L’endométriose et les douleurs chroniques

Dans certains cas de maladie particulièrement étendue, sévère et/ou ancienne, les traitements entrepris peuvent ne pas être en mesure de réduire suffisamment les douleurs d’endométriose, qui deviennent chroniques, et se répètent régulièrement dans le temps.
Dans cette situation, il est parfois nécessaire d’être suivie dans un centre antidouleur. Des traitements spécifiques pourront vous y être proposés afin de stopper ou diminuer la douleur le plus possible et ainsi améliorer ou maintenir une bonne qualité de vie.
Avant d’atteindre une situation extrême, vous pouvez également envisager par vous -même des thérapeutiques complémentaires au suivi médical, comme l’auto-hypnose, la sophrologie, l’acupuncture, le yoga, les cures thermales. L’ostéopathie ou la kinésithérapie peuvent aussi être d’excellents outils pour assouplir les adhérences et redonner la mobilité aux organes, notamment après une chirurgie.

La naturopathie peut également vous aider : c’est l’une des voies qui mènent à la santé et au mieux-être de façon naturelle, en complémentarité des autres.

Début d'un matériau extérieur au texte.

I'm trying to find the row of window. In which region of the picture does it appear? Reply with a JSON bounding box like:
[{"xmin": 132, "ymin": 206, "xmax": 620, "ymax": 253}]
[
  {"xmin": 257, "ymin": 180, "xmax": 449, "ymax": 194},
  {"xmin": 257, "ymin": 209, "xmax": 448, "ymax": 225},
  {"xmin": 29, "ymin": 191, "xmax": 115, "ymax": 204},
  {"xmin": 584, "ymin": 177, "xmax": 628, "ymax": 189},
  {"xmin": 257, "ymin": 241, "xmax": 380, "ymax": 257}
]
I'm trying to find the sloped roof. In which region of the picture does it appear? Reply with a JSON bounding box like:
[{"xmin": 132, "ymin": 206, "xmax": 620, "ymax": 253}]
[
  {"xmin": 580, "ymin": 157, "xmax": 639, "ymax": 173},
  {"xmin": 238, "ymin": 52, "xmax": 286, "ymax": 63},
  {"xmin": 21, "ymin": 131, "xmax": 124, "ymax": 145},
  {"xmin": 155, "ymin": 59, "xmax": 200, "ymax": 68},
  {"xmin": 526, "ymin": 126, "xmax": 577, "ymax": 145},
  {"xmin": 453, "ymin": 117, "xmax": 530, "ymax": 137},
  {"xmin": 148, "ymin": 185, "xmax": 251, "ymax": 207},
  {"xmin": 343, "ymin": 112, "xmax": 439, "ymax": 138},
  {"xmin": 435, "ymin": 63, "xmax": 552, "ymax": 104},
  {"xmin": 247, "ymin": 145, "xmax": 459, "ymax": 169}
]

Dans tous les cas, prenez contact avec un professionnel de santé. N’oubliez pas : chaque cas est unique et nécessite une prise en charge individualisée, même en ce qui concerne les médecines douces. L’automédication, même avec les plantes n’est pas conseillée (allergies, inhibition des traitements…).

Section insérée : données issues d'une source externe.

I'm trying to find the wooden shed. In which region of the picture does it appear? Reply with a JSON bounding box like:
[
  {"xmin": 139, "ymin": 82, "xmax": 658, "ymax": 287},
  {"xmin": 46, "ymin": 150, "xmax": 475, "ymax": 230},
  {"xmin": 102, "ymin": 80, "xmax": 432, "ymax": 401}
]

il est parfois nécessaire d’être suivie dans un centre antidouleur

La relation de couple et l’endométriose

Les traitements hormonaux peuvent entraîner des changements d’humeur ou une diminution de la libido. L’incertitude de pouvoir concevoir peut également générer de l’inquiétude. C’est pourquoi la relation de couple peut être affectée. Dans cette situation, le conseil d’un psychologue/sexologue peut être utile afin de retrouver un équilibre qui convient à chacun.

L’adaptation du mode de vie à l’endométriose

Les douleurs, la fatigue générale, ne pas se sentir bien à cause de l’endométriose peuvent être des facteurs qui entraînent des difficultés dans la vie sociale. Il faut donc favoriser toute adaptation de son mode de vie afin d’en améliorer la qualité. Par exemple, répartir ses tâches ménagères dans la semaine plutôt que de les concentrer sur une journée, dans la mesure du possible, ou se réserver des moments de repos dès que vous en ressentez le besoin.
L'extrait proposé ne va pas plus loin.